Tuesday, August 23, 2011

Cheating scandal catches up with union-busting education 'reformer'

Michelle Me and someone else.
We know it's wrong to revel in the misfortunes of others, but we just can't help ourselves when it comes to Michelle Rhee.

If Michelle Rhee hasn't registered on your radar screen yet, she's a union-busting education "reformer" backed by for-profit education companies. She made her bones as the tough-on-teachers DC schools chancellor. Now she's running something called "Students First," which seeks to blame teachers for students' poor academic performance.

But this is all you really need to know about Michelle Rhee. According to the New York Times,
Always, she preens for the cameras. Early in her chancellorship, she was trailed for a story by the education correspondent of “PBS NewsHour,” John Merrow.
At one point, Ms. Rhee asked if his crew wanted to watch her fire a principal. “We were totally stunned,” Mr. Merrow said.
She let them set up the camera behind the principal and videotape the entire firing. “The principal seemed dazed,” said Mr. Merrow. “I’ve been reporting 35 years and never seen anything like it.”
Rhee (aka "Michelle Me") is the darling of the Governors Gone Wild.  Michigan Gov. Rick Snyder thinks she's great. Pennsylvania Gov. Tom Corbett and Koch whore  Wisconsin Gov. Scott Walker shared a speaking platform with her in May. Corporate stooge Ohio Gov. John Kasich aligned himself with her extremist anti-teacher policies. Of course New Jersey Gov. Chris Christie tried to cuddle up with her, so to speak. And just last week she joined Florida Gov. Pink Slip Rick Scott at a charter school pep rally that turned out to be not so peppy.

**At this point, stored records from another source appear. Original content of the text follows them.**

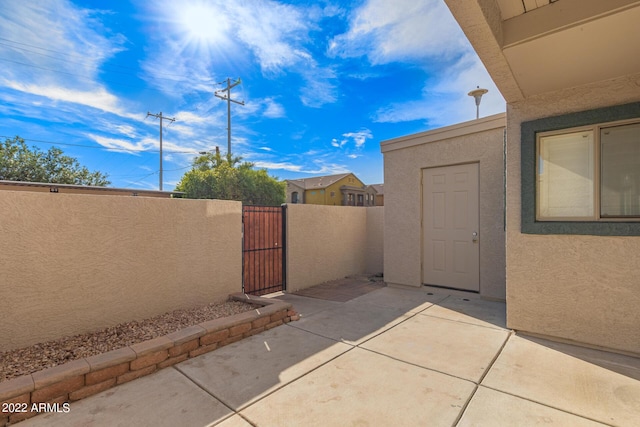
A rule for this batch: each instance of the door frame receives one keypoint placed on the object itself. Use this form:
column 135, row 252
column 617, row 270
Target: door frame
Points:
column 422, row 226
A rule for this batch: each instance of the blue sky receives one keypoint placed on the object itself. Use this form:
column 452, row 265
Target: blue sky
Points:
column 323, row 82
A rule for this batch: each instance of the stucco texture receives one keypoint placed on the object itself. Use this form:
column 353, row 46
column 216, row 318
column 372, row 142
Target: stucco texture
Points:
column 330, row 242
column 573, row 287
column 76, row 263
column 404, row 160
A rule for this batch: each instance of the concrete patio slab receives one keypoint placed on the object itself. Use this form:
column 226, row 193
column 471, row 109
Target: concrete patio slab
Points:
column 342, row 290
column 363, row 388
column 491, row 314
column 492, row 408
column 407, row 300
column 460, row 349
column 567, row 378
column 353, row 322
column 235, row 421
column 165, row 398
column 243, row 372
column 306, row 306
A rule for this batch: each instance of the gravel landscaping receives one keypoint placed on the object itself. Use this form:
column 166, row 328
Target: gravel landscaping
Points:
column 27, row 360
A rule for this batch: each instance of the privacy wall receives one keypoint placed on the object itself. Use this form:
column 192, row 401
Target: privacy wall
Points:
column 75, row 263
column 330, row 242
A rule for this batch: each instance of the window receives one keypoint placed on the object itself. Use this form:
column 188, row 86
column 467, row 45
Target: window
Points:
column 620, row 171
column 579, row 173
column 589, row 174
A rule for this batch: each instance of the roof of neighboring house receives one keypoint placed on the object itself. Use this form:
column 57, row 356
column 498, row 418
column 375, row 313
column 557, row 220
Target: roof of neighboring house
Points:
column 379, row 188
column 88, row 189
column 318, row 181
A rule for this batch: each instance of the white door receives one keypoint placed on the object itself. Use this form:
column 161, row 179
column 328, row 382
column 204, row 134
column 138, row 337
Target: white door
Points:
column 450, row 218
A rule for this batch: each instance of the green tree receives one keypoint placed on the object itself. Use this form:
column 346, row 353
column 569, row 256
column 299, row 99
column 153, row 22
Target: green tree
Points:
column 19, row 163
column 216, row 177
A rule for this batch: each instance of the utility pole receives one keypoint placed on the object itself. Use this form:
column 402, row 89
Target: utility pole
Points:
column 161, row 117
column 227, row 96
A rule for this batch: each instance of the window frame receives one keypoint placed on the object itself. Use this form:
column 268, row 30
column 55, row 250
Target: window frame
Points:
column 596, row 169
column 530, row 132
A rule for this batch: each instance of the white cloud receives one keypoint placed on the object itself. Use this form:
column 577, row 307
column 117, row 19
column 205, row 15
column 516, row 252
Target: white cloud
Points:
column 44, row 42
column 273, row 110
column 98, row 98
column 444, row 99
column 122, row 145
column 408, row 30
column 359, row 137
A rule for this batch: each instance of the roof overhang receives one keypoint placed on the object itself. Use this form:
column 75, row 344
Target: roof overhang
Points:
column 551, row 45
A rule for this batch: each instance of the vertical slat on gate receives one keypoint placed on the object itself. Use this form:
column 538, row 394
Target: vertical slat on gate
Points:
column 263, row 249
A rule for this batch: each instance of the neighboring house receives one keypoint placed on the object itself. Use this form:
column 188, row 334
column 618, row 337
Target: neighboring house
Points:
column 340, row 190
column 44, row 187
column 379, row 194
column 569, row 71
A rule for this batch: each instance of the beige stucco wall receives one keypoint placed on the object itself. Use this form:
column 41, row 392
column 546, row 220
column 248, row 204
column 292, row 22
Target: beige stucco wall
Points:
column 580, row 288
column 375, row 240
column 75, row 263
column 478, row 141
column 328, row 242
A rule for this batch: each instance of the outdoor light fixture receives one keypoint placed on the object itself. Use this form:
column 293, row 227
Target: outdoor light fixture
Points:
column 477, row 94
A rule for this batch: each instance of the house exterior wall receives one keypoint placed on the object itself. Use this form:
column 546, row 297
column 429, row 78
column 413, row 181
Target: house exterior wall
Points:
column 322, row 196
column 291, row 188
column 330, row 242
column 580, row 288
column 95, row 261
column 375, row 240
column 405, row 158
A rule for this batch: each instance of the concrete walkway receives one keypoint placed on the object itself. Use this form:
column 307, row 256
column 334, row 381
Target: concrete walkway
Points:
column 389, row 357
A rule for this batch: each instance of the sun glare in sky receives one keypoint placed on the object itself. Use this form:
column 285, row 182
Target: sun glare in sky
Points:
column 202, row 24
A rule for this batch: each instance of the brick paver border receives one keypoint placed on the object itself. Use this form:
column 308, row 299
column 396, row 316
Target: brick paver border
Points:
column 81, row 378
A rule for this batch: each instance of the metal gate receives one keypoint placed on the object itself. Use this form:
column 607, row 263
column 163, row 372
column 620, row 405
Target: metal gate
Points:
column 264, row 252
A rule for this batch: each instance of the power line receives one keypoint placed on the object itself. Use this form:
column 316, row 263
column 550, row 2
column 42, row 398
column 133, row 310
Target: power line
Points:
column 227, row 97
column 161, row 117
column 129, row 150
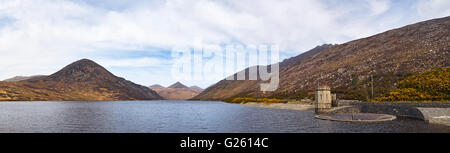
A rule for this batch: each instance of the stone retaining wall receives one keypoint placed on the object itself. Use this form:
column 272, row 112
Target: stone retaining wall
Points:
column 438, row 113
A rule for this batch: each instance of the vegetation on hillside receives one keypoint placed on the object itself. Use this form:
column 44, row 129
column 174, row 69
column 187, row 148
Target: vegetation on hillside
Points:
column 432, row 85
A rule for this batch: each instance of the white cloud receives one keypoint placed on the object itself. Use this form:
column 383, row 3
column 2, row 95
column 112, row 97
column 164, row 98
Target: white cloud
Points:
column 41, row 36
column 433, row 8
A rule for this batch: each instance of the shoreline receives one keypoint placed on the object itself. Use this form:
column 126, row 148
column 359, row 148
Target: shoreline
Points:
column 284, row 106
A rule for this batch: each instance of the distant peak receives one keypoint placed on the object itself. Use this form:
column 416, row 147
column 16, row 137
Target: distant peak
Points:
column 178, row 85
column 82, row 70
column 156, row 86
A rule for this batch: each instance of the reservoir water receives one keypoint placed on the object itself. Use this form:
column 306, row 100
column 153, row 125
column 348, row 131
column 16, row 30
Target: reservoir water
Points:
column 180, row 117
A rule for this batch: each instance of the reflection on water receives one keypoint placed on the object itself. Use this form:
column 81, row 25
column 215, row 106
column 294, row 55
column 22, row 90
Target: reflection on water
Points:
column 180, row 117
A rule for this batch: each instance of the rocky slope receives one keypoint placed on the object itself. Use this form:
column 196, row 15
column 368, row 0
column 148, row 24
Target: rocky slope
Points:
column 389, row 57
column 81, row 80
column 24, row 78
column 177, row 91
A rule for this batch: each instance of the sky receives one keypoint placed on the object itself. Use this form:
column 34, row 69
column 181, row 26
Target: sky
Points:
column 134, row 39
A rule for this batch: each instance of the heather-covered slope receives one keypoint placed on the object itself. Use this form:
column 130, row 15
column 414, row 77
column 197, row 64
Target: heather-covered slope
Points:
column 389, row 57
column 177, row 91
column 81, row 80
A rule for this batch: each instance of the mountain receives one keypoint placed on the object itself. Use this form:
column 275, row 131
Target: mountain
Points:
column 24, row 78
column 389, row 57
column 196, row 89
column 82, row 80
column 178, row 85
column 177, row 91
column 155, row 86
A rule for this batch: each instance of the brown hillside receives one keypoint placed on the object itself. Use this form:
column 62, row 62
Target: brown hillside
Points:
column 81, row 80
column 389, row 57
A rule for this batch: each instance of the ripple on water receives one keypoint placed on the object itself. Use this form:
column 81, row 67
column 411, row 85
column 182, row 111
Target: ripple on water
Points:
column 180, row 117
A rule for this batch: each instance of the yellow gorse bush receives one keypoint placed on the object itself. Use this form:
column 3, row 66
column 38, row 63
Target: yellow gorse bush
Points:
column 433, row 85
column 263, row 100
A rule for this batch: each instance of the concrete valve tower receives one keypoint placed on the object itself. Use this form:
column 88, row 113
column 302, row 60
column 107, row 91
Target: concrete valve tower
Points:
column 323, row 99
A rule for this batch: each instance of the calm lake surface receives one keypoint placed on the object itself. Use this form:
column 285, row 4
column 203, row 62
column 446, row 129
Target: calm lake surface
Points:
column 180, row 117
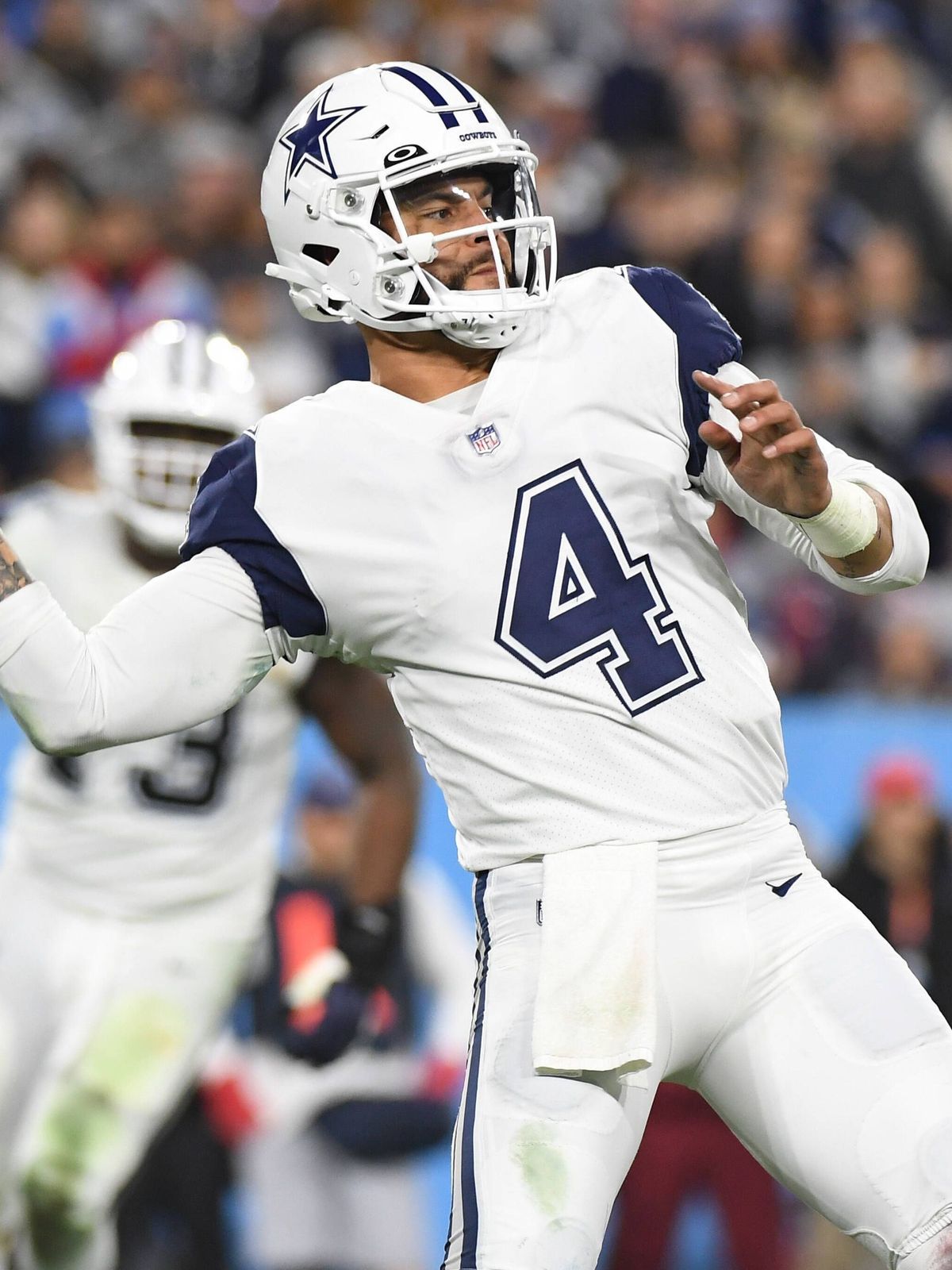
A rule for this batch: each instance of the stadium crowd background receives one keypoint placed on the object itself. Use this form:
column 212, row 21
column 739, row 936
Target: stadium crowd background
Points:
column 790, row 158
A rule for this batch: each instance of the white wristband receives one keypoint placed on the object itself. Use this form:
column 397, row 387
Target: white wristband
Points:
column 847, row 524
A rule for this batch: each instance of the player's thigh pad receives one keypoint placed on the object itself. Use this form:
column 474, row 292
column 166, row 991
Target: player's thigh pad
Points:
column 137, row 1000
column 537, row 1160
column 838, row 1070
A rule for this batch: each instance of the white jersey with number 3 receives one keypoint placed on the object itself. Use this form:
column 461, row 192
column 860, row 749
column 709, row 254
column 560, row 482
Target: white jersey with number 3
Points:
column 566, row 645
column 160, row 823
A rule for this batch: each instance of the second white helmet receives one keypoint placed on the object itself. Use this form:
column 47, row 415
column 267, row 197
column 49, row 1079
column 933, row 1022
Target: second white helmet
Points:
column 336, row 163
column 168, row 402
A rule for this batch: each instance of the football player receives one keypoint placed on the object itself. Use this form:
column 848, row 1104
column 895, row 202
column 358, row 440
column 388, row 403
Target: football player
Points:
column 511, row 520
column 135, row 880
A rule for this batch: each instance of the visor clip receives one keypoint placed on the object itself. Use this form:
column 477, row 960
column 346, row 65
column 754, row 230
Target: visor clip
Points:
column 420, row 248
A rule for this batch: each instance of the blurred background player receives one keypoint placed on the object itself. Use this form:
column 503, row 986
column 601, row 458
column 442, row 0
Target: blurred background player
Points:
column 328, row 1157
column 898, row 872
column 135, row 880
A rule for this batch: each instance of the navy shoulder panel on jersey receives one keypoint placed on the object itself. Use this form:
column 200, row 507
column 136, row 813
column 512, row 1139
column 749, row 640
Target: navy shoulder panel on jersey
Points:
column 224, row 516
column 704, row 342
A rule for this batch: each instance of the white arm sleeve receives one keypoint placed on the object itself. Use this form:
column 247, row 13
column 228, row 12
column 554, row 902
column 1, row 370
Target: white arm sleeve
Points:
column 911, row 545
column 179, row 651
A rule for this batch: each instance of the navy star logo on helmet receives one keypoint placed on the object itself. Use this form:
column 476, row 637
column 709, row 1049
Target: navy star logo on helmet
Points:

Rhee's attacks on teachers ignore the reality of why kids aren't learning. It's because THEY'RE POOR. One out of every five kids in this country is living in poverty. The official child poverty rate grew 18 percent in the past decade. And 17 million American children go hungry. Parents working two and three jobs don't exactly have enough time to help with the spelling lesson. And they certainly don't have enough money to pay for Junior's math camp or flute lessons.

All that should be pretty damn obvious to everyone, but corporate education interests and loony billionaires prefer to blame teachers unions. It's all part of their quest to kill public education. Their heroine is  Michelle Rhee, who they've embraced because test scores improved in Washington under her leadership.

Only they didn't.

USA Today broke the story a while ago that there was lots of evidence of cheating in our nation's capital. (Cue Claude Rains in Casa Blanca.)
In just two years, Crosby S. Noyes Education Campus went from a school deemed in need of improvement to a place that the District of Columbia Public Schools called one of its "shining stars.

Standardized test scores improved dramatically...Michelle Rhee, then chancellor of D.C. schools, took a special interest in Noyes. She touted the school, which now serves preschoolers through eighth-graders, as an example of how the sweeping changes she championed could transform even the lowest-performing Washington schools. Twice in three years, she rewarded Noyes' staff for boosting scores: In 2008 and again in 2010, each teacher won an $8,000 bonus, and the principal won $10,000.
You know what they say about something that sounds too good to be true. Turns out the odds were astronomical that Noyes and other schools were cheating.
A USA TODAY investigation, based on documents and data secured under D.C.'s Freedom of Information Act, found that for the past three school years most of Noyes' classrooms had extraordinarily high numbers of erasures on standardized tests. The consistent pattern was that wrong answers were erased and changed to right ones.
Noyes is one of 103 public schools here that have had erasure rates that surpassed D.C. averages at least once since 2008. That's more than half of D.C. schools.
At some schools the odds that so many answers had been randomly changed were 100 billlion-to-one.
As Mike DeBonis understates in the Washington Post
...the existence of widespread test cheating poses an existential threat to the Rhee brand of school reform.
We predict Michelle Me will be doing a lot less preening for the cameras in the future.